Military appreciation on the 20th Anniversary of September 11, 2001
The 2021 District Conference opened with a First Responder and Military Parade around the Crown Room.  This special ceremony commemorated the September 11, 2001 terror attacks killing 2,977 men, women and children. A video replayed the attacks with phone calls from people saying goodbye to loved ones as their hijacked planes crashed. First Responders had quickly tried to save as many people as possible. Military personnel had battled against terrorism. Coronado Police Officer, Grace Del Bagno sang "God Bless America" as emotions ran high throughout the ballroom.
Throughout the day, presenters shared Rotary accomplishments and how "Rotary in Action" changed lives. Here are some of the stories. 

Oasis Orphanage 

Laura Mello spoke about the Oasis Haven Orphanage that providing housing for young Abigail. Her parents were dead. She had lived with her uncle until he abandoned her at daycare. She wasn’t a great student when she went to King School.  Once she reached high school, she excelled at track & field and enjoyed basketball. The speaker, Ms. Mello, had all the opportunities with her education, college degree and a large financial portfolio. Still, she felt she was missing something in her life. She learned about the orphanage and Rotary from her sister. So, Ms. Mello joined the Rancho Bernardo Sunrise Rotary to support the orphanage. She worked with her Rotary to fund young Abigail’s education. Abigail, now excited about her schooling and obtaining excellent grades,  is finishing her degree in Journalism. 

Women Empowerment 
Dugan and Phillipe Lamouise educated women regarding savings accounts in Burundi, Tazanie. First, they trained a small set of villagers to teach groups about saving money. This training created leaders who could mentor others in community finance. By 2019, savings groups met weekly and managed transaction booklets with their money locked with a three-key system. They collected funds and presented methods for borrowing funds for projects. One member has already bought a pig and sold the piglets. She returned the funds and bought a stud bull with her profits. Others bought goats to sell the milk.  Weekly, they counted the money together and created their own self-reliance.  

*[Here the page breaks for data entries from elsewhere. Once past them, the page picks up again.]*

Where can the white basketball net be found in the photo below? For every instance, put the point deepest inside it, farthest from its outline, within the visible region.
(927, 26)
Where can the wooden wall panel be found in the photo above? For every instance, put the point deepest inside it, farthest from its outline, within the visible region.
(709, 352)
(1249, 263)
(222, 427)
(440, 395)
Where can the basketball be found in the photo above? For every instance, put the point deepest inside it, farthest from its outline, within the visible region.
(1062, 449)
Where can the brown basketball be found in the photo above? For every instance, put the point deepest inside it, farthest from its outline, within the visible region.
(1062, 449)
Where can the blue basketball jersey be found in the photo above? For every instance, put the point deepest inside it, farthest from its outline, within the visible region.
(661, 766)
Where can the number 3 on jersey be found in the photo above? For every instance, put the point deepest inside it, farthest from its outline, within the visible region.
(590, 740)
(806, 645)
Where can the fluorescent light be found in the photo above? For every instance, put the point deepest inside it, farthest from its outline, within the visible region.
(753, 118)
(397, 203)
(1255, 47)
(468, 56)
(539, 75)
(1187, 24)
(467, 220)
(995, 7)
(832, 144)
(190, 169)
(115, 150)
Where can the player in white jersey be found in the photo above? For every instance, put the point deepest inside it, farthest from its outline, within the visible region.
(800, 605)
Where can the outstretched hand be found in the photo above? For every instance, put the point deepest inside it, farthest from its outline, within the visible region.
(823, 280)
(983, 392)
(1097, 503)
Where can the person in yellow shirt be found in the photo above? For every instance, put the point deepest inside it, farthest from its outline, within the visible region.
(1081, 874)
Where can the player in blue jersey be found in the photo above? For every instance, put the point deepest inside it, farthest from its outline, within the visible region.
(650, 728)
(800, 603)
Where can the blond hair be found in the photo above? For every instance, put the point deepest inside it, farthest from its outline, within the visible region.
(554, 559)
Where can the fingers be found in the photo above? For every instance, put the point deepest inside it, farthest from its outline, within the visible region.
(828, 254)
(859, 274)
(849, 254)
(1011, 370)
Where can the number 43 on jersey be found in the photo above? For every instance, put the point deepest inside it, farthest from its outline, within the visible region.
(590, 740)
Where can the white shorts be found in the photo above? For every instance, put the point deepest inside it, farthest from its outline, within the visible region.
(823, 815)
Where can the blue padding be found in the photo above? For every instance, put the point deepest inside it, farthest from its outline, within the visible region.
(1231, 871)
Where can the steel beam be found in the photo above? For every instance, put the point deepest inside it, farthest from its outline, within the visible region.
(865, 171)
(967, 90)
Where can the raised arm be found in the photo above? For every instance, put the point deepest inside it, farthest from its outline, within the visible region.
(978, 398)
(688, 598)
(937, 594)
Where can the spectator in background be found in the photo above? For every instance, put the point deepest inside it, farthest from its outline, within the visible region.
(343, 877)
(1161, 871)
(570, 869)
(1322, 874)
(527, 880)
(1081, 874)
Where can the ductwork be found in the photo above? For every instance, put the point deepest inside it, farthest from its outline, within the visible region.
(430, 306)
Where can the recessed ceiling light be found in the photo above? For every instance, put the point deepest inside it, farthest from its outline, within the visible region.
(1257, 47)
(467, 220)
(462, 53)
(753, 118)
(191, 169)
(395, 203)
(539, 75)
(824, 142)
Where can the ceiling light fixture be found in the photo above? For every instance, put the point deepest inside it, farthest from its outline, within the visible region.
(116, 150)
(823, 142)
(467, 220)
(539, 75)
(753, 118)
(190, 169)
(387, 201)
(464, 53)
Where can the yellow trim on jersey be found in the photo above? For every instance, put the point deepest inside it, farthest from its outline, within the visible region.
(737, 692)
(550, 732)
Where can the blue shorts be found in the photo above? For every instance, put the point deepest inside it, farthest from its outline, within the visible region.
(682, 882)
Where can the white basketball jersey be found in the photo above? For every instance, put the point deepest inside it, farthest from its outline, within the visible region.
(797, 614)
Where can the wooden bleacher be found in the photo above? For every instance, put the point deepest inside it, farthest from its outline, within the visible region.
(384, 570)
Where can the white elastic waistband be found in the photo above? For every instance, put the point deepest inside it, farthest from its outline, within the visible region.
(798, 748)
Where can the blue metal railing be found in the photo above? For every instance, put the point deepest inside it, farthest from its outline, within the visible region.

HIV Prevention Programs in Uganda
Rose Naigino, Rotary Global Grant Scholar (SDSU), presented several methods to eradicate Human Immunodeficiency Virus (HIV) in Uganda. Growing up in Eastern Uganda, she knew first-hand the disease’s impact and has co-authored HIV articles as part of her Doctorial Program in Public Health at SDSU.  Two solutions provide prevention of mother-to-child transmission and safe male circumcision.  Provider-initiated testing occurs when people come to the doctor with potential symptoms, and self-testing will soon become available. Assisted partner notification systems help inform others if they have been exposed. Moonlighting testing occurs for commercial sex workers, and a pre-prevention pill helps avoid exposure in advance.  Training about HIV prevention provided the at-risk populations (fish workers, young girls, and long-distance truck drivers) with solutions to avoid contracting AIDs. Doing this work enhanced Ms. Naigino’s scientific writing skills, leadership potential and research experience. She thanked the joint efforts of Del Mar Rotary and Kampala North (Uganda) Rotary for her opportunities and education. 


Limbs of Freedom

Herb Barrack explained how the Coronado Club worked together with the Barr Foundation to provide prosthetic limbs to amputees in Mexico. The Limbs of Freedom project is a joint effort between the Rotary Club of Coronado, California, and the Club Rotario Calafia-Ensenada. A machinist who lost his leg received a prosthetic leg so he would return to work. A young mother walked on her new leg so she can care for her children. The technology continues to develop from a manual process to digital printing.  



Our club received kudos during the presentation of Rotary Foundation Awards as the Top Giving Club in Rotary Direct.  To end the conference, everyone got a chance to speak about their Rotary's positive results during Phil Blair's speed dating. If he called on someone, they had 30 seconds to state their name, Rotary and one club accomplishment. Rotarian Jen Weeks quickly talked about the yearly "Now and Ben" book distribution and in-class reading. If someone doesn't speak within thirty seconds, a whistle blows.  One Rotaract took too long to introduce himself. The whistle screeched! A Rotaract at the next table finished the announcement of an upcoming club crawl for End Polio Now. 

Water Pasteurization Indicator (WAPI)
After the presentations, Rotaracts needed Rotarians to build little handmade thermometers. The WAPI tube contains soy bean wax that melts when boiling water or milk reaches 68 degrees C -- pasteurization temperature. This ensures safe water or milk without disease-causing organisms. The WAPI’s tub required a wire run through it with a crimped loop at each end. One loop contained a hook to hang over a cooking pot's side. In the center photo, Jen Weeks made loops before the product passed to the crimper. Don Week's table (right photo) completed a WAPI from running wire to end crimps. Rotarians completed 118 thermometers for emergency kits.  


Rotarians Don and Jen Weeks enjoyed the conference at the beautiful Hotel Del Coronado.